Foreign companies are frequently used to hold assets or other investments in Hong Kong. Some of these foreign companies are not registered under Part XI of the Companies Ordinance (“CO”) (“Unregistered Companies”). There are various reasons for not registering foreign companies in Hong Kong, including confidentiality and tax benefits. However, there may be some drawbacks to this approach.

Recent Hong Kong court decisions indicate that shareholders of foreign companies that are not registered in Hong Kong may encounter difficulties in winding up these companies in the event of shareholders disputes.

In this alert, we look at the recent Hong Kong court decisions in Re Gottinghen Trading Ltd1 (“Re Gottinghen”) and Re Yung Kee Holdings Ltd2 (“Re Yung Kee”). We examine the emphasis by the courts on the Hong Kong connection of an Unregistered Company in a winding up on the just and equitable ground, and what this could mean for investors and business operators.

Game over: solvent companies sought to be wound up to untangle shareholders dispute

Both Re Gottinghen and Re Yung Kee concern shareholders disputes and the disgruntled shareholders sought to have the companies wound up.

The company sought to be wound up in Re Yung Kee is the ultimate holding company of the Hong Kong restaurant that is known for its roasted goose.
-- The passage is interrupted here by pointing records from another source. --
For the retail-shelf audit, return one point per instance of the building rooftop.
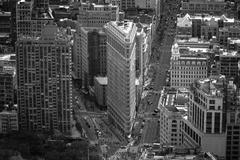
(212, 86)
(8, 57)
(187, 19)
(3, 14)
(230, 54)
(102, 80)
(205, 1)
(172, 100)
(124, 27)
(8, 112)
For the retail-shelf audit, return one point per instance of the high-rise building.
(44, 81)
(187, 65)
(229, 63)
(92, 17)
(121, 73)
(204, 126)
(145, 4)
(8, 121)
(93, 54)
(233, 122)
(31, 16)
(7, 78)
(172, 106)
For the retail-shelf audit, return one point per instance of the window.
(211, 101)
(211, 107)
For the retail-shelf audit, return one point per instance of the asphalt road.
(160, 63)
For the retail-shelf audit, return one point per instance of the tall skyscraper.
(31, 16)
(121, 73)
(44, 81)
(93, 54)
(90, 41)
(205, 125)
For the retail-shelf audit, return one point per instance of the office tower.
(31, 16)
(229, 63)
(8, 121)
(44, 81)
(96, 15)
(204, 126)
(121, 73)
(91, 19)
(7, 78)
(93, 54)
(187, 66)
(5, 27)
(233, 122)
(171, 107)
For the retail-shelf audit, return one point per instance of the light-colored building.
(100, 90)
(97, 15)
(228, 32)
(145, 4)
(172, 105)
(127, 4)
(8, 121)
(121, 73)
(184, 26)
(204, 126)
(206, 26)
(45, 81)
(31, 16)
(229, 63)
(188, 63)
(203, 6)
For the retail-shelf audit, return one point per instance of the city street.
(160, 63)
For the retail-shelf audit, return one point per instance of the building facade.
(45, 81)
(229, 64)
(100, 90)
(7, 81)
(92, 60)
(8, 122)
(127, 4)
(228, 32)
(170, 118)
(233, 123)
(121, 73)
(145, 4)
(204, 126)
(96, 15)
(31, 16)
(186, 67)
(203, 6)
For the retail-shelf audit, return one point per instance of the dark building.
(6, 85)
(97, 55)
(5, 27)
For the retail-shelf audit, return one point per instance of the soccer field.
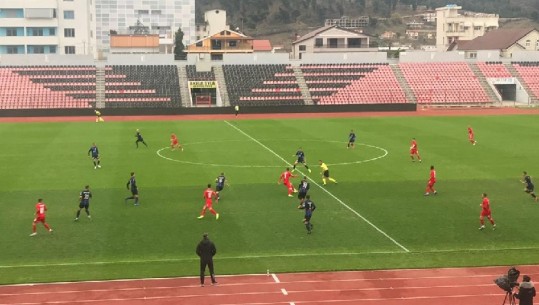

It is a company incorporated in the British Virgin Islands (“BVI”) and is not registered under the CO, hence an Unregistered Company. It indirectly holds all of the group’s businesses and properties, including the Hong Kong restaurant. In the shareholders dispute, a minority shareholder sought an order from the Hong Kong Court for his shares to be bought out, or alternatively, winding up. Of noteworthy mention, that BVI company is solvent, and is therefore different from instances where court orders are sought to wind up insolvent companies.

Section 327 of the CO

Under s.327 of the CO, only 3 grounds are available to wind up an Unregistered Company in Hong Kong3:

(a) the company is dissolved or has ceased to carry on business;

(b) the company is unable to pay its debts (the “Insolvency Ground”);

(c) it is just and equitable that the company should be wound up (the “Just and Equitable Ground”).

In both Re Gottinghen and Re Yung Kee, the Just and Equitable Ground was relied on by reason of disputes between shareholders.

There’s a catch: requirements the same but applied differently for different grounds

The requirements for winding up an Unregistered Company under both the Insolvency Ground and the Just and Equitable Ground are the same (although applied differently, see below). The petitioner is required to show the following:

  1. sufficient connection between the company and Hong Kong (the “Sufficient Connection Requirement”);
  2. reasonable possibility of benefit to those applying for a winding up order; and
  3. the court having jurisdiction over one or more persons interested in the distribution of assets of the company.

Here’s the catch; the Sufficient Connection Requirement is applied differently under the two grounds4:

  1. Insolvency Ground: presence of assets in Hong Kong constitutes sufficient connection.
  2. Just and Equitable Ground - the court would consider the following factors:
  • Where does the company carry on business?
  • Where did the principal complaint occur?
  • Do the shareholders have connection with Hong Kong?
  • Does the company have assets present in Hong Kong? – although the courts will not give as much weight to this factor than in insolvency situations.

Yung Kee is a Hong Kong restaurant, isn’t that a sufficient connection?

The BVI holding company in Re Yung Kee does not directly hold the restaurant or other group businesses or properties in Hong Kong. That BVI company is the parent company of another BVI company which in turn holds those Hong Kong assets. As such, the judge considered the BVI holding company to be truly an investment holding company with no assets, business operations or connections with Hong Kong.

What does this mean for shareholders of an Unregistered Company?

If the Unregistered Company does not directly hold Hong Kong assets, the Hong Kong Court is unlikely to grant a winding-up order on the Just and Equitable Ground. In the event of a shareholders dispute, the petitioner should apply for winding-up in the jurisdiction where the Unregistered Company was incorporated.

Takeaways for investors thinking about investing in an Unregistered Company

Hong Kong courts may not be overly willing to exercise jurisdiction to wind up Unregistered Companies in cases of shareholders dispute. To rely on Hong Kong law, the foreign company shall be registered under the CO. From Re Gottinghen and Re Yung Kee, the further away an Unregistered Company is from its operating businesses in Hong Kong, the less likely the courts will exercise jurisdiction to wind it up on the Just and Equitable Ground.

Investors contemplating investing in an Unregistered Company should exercise caution, especially as a minority shareholder. In particular, investors should consider implications from Re Gottinghen and Re Yung Kee on their choice of corporate structure, place of incorporation, and considerations over jurisdictional clauses in the shareholders’ agreement.